Reducing, more so than recycling, is the focus of a new report from the city of Toronto on how to cut back on retail in-store packaging.
Under the report’s recommendations, more responsibility would fall on the retailer to cut reduce single-use hot drink cups, plastic retail shopping bags and plastic food packaging.
By June 1, 2007, it proposes retailers offer discounts between 10 to 20 cents for purchases made with refillable packaging, such as a travel mug.
The report also recommends banning hot drink cups that aren’t compatible with the city’s recycling program, which is not equipped to separate paper cups from plastic lids. The ban would come into effect on December 31, 2009.
By December 31, 2010, food service retailers in Toronto must develop a reusable or refillable takeout food container, or takeout food service protocol, the report recommends.

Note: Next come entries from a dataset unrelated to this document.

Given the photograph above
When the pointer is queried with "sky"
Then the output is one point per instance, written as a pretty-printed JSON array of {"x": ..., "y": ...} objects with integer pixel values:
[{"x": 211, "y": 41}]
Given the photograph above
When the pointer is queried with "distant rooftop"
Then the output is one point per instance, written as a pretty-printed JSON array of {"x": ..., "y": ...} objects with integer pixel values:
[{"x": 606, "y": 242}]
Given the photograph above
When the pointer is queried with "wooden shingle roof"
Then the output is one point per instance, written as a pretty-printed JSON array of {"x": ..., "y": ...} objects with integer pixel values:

It also proposes banning the sale of bottled water at city civic centers by December 31, 2011.
Fines for retailers who don’t adhere to the new municipal regulations could range between $100-$400, the report says.
But forcing retailers to offer discounts to customers who bring in reusable containers could wind up costing the consumer more money, said Cathy Cirko, vice president of the Environment and Plastics Industry Council (EPIC), one of several industries that have found flaw with the proposals.
“Retailers would have to subsidize these incentives by raising prices across food items in their stores,” she said.
Cirko says re-usable food containers could also expose consumers to health risks.
“There will be greater risk of food-borne illness as retailers switch to alternate packaging that is not as effective in preventing against food contamination,” she said.
The city released their report on November 4, 2008.
It will go to the city’s Public Works and Infrastructure Committee on November 12, 2008.